We estimate the models using historical data. Then, drawing on the most recent available data, we use the models to generate our forecasts. This idea of combining assessments from multiple models is now common practice in the forecasting world because it almost always produces more accurate results, and that’s what we’re after here.
Q: You have paired statistical modeling with something you call the “Expert Opinion Pool.” What do these experts do, and how does it add to the modeling?
The Expert Opinion Pool elicits and combines predictions from groups of people. We’re essentially blending features of prediction markets and surveys. Instead of having participants trade stocks representing certain events, as they would do in a prediction market, we simply ask them how likely the event is to occur during some window of time—for example, “Before 2016, will there be a new episode of mass killing in Yemen?”—and they give us an answer in the form of a probability.
In that sense, the Expert Opinion Pool is more like a survey than a prediction market. But unlike in a traditional survey, participants can choose which questions to answer. They can also see the overall answers and how they are changing over time, discuss the question with other participants, and update their answers whenever they like as they see relevant news or otherwise change their beliefs.
We don’t mathematically combine the forecasts from the Opinion Pool with the ones from our statistical models, but we do try to take advantage of the ways they complement each other.
The great advantage of the Opinion Pool is its flexibility. Statistical forecasts can only be updated as often as you get fresh data, and most of the data on which our statistical models depend are updated only once each year and with a several-month delay.
So instead of waiting for a whole year to revisit the risk landscape, we can ask our pool of experts about countries or situations of greatest concern and let their responses inform us about how those risks are evolving, or how they compare in light of things the models couldn’t consider because the requisite data don’t exist.
I would be remiss if I didn’t add that we are always looking to grow and diversify our pool of volunteer forecasters. If you pay close attention to the issues we cover or to a part of the world where atrocities are more likely to occur and would like to contribute your knowledge to this endeavor, please let us know by sending an e-mail to firstname.lastname@example.org.
Q: What are, in your mind, some of the interesting or unexpected findings that your forecasting has produced?
We have only been generating statistical risk assessments since 2013, and our opinion pool has only been running for a little more than a year with a modest number of participants. Given how rare these events are, that’s not enough time to establish a track record or grade our performance with much confidence.

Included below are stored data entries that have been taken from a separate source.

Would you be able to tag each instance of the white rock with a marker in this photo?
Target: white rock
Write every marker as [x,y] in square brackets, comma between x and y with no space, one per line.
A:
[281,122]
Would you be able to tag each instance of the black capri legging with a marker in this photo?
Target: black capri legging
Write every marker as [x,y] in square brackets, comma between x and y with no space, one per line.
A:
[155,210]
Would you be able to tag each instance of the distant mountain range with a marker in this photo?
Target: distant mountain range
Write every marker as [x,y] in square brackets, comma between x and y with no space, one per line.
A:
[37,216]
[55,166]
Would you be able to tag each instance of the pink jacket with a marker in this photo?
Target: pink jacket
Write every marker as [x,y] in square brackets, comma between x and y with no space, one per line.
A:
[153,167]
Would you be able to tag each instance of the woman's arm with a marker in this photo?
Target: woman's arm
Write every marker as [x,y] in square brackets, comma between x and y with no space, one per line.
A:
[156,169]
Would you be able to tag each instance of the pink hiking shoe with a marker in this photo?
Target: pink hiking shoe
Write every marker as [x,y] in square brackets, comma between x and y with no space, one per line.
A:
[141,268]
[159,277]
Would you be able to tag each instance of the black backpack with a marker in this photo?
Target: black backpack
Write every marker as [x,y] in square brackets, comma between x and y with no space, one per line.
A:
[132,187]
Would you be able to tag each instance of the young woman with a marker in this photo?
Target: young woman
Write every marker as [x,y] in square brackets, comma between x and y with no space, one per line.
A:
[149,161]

That said, we are encouraged by the results so far. All of the countries that have seen onsets of state-led mass killing in the past couple of years — Egypt, Nigeria and South Sudan — were ranked among the highest-risk cases by our statistical models before those onsets occurred. And although we didn’t see any clear onsets of state-led mass killing in 2014, the two cases that came closest, Iraq and Myanmar, were identified early in the year by our opinion pool as two of the most likely candidates.

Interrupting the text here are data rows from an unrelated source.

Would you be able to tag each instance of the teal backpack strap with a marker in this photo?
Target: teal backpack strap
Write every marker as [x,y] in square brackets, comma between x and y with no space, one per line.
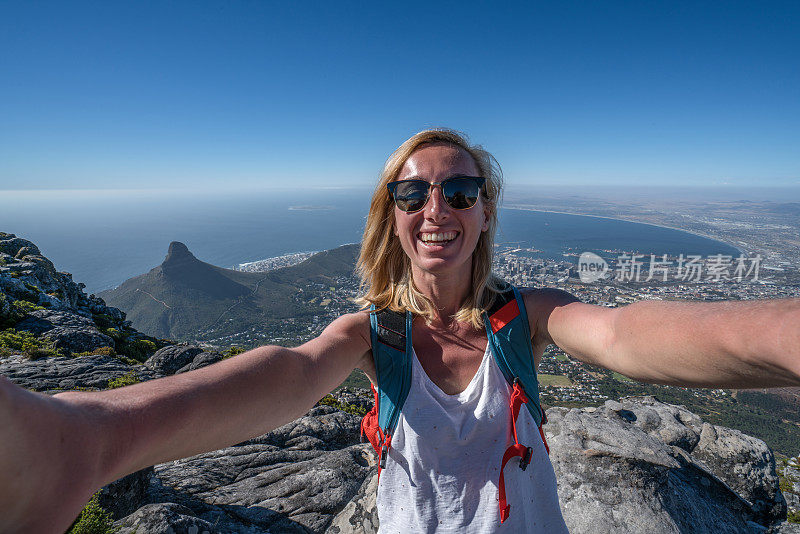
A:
[510,339]
[391,350]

In our 2015 statistical risk assessments, released just this week, most of the countries near the top of the list are familiar from previous years, but new or worsening instability has vaulted some new ones into their midst, including Ukraine and Burkina Faso.
Q: Are we likely to see more of this kind of work in the future? How can it help governments or other actors?
I expect we will see more work like this in the future, as the data needed to do it become more plentiful, the methods become better known, and as potential consumers develop more of an appetite for it. I’ve been doing work like this for more than 15 years, and during that time I think I’ve seen more people open up to the idea that predictive analytics can improve planning and decision-making by providing better information, even on very-hard-to-predict political topics.
A key point is that the forecasts don’t have to be perfect to be useful; they just have to be better than the status quo, which in most cases is not so hot. When organizations do try to anticipate events, they often rely on the judgments of individual experts or on lists produced in staff meetings, neither of which is as reliable as the techniques we’re using here. Collectively, we can do better, and the tools and raw materials needed to implement those alternatives are becoming more accessible, so I expect that practice will follow, albeit in fits and starts.